I have never witnessed such real-life horror, and as one rater said, "just in case you didn't get enough with the fatal car crashes, he throws in some photos of suicides, homocides, and dead streetpeople." I don't know whether to love it or hate it. I think the first time you read it, it GRIPS you and pulls you in, I found myself flipping the pages faster to see the next picture, probably the last seen of these poor souls and their ride that transported them out from this realm of life. The photographic quality is remarkable, especially for the era(1930's) that these were taken but I feel embarrased for the victims IN the book, for one even defecated on himself to add insult to injury(literally). I must feel that a controversial book as "Car Crashes and Other Sad Stories" CANNOT be blamed for the gruesome pictures you see- one reader said it should have a warning, the book DOES, it's called the TITLE. The title makes the expectations CRYSTAL clear, there is NO happy ending here, folks. Really, it is no worse than the typical movies that are shown on TV these days. I think the more that you view the book, the more you like it. The book really grows on you and each time you view it, you see more detail that you might not have seen the times before. I'd give it two thumbs up for detail, uniqueness, and power, as it truly grabs you and pulls you in.

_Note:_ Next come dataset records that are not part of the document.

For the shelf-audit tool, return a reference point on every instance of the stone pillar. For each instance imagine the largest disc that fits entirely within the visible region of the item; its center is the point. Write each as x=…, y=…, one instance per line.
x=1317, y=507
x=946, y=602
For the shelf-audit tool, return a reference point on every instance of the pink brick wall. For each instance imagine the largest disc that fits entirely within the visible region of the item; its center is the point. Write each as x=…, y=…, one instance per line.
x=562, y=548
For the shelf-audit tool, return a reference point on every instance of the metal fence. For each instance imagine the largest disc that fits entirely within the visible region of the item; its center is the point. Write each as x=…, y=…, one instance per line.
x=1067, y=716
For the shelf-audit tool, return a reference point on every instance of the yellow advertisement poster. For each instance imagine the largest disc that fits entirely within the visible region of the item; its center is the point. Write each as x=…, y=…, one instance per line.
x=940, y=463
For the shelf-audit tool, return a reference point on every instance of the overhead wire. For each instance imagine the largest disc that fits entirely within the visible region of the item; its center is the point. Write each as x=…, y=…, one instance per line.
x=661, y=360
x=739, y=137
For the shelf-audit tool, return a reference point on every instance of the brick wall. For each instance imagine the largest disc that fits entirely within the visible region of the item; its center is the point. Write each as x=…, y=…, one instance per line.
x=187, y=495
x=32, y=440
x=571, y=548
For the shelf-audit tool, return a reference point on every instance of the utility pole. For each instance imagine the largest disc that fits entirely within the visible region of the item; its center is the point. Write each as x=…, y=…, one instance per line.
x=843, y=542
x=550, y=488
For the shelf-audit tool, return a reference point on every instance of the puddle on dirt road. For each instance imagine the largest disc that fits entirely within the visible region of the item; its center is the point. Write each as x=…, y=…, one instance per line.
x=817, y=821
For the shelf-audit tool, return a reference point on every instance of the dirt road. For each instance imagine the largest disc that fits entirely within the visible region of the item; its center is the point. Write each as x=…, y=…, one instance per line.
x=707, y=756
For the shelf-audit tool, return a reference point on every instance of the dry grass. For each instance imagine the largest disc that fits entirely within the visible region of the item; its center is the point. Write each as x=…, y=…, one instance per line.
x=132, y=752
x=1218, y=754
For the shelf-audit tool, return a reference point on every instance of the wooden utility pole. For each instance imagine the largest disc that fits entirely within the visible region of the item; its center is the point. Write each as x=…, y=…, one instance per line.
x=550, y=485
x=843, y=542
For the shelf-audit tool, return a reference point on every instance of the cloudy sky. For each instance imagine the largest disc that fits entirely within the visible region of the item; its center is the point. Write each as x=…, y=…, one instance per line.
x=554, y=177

If you are weak-stomached or not into the study of photography, forensics, or just "get off on gore", don't bother to check it out. This was a great deal to me, for $4.00 for a hardcover book of this kind with 200 high resolution photos, if nothing else, it shows why no one should ever ride without a safety belt and furthermore, why no one should EVER try to beat a train. Heck, if I saw this as part of my driver's education class, I'd think twice before I took some of the risk a 15 year old takes. I imagine this book would contain 1000's of images instead of a mere 200 if they had cell phones to distract them in the 1930's. Hey maybe someone should START one of wrecks caused by cellphones mixed with driving- "car crashes and other sad stories, their LAST call". Back to this book though. I say Check it out, if you DARE.....
Rating:  Summary: Sick, sick sick... Review: whats the matter with people? You can get enough of this on the news or in your personal life, but someone trying to make money off of someone else's tradgedy, is really too much.. If the is the best she can do, maybe it's time to find another line of work.
Rating:  Summary: Extremely disturbing... Review: While one should appreciate the well-crafted presentation of Mr. Kilpatrick's work and the excellent quality of the photographic reproductions of the subjects, the overall lasting impression is so horrific that I wouldn't recommend this to anyone. Surely there must be many other photographic essays that allow the viewer to wax nostalgic over the impressive vehicles of the 40's & 50's. But to bear witness to the gruesome endings that the subjects in this book met with is extremely disturbing. Just in case the reader hasn't had enough after viewing a glimpse of pre-seat-belt days, there are some murders and suicides thrown in. No one but the professionals who had to investigate these scenes should have ever seen these photographs.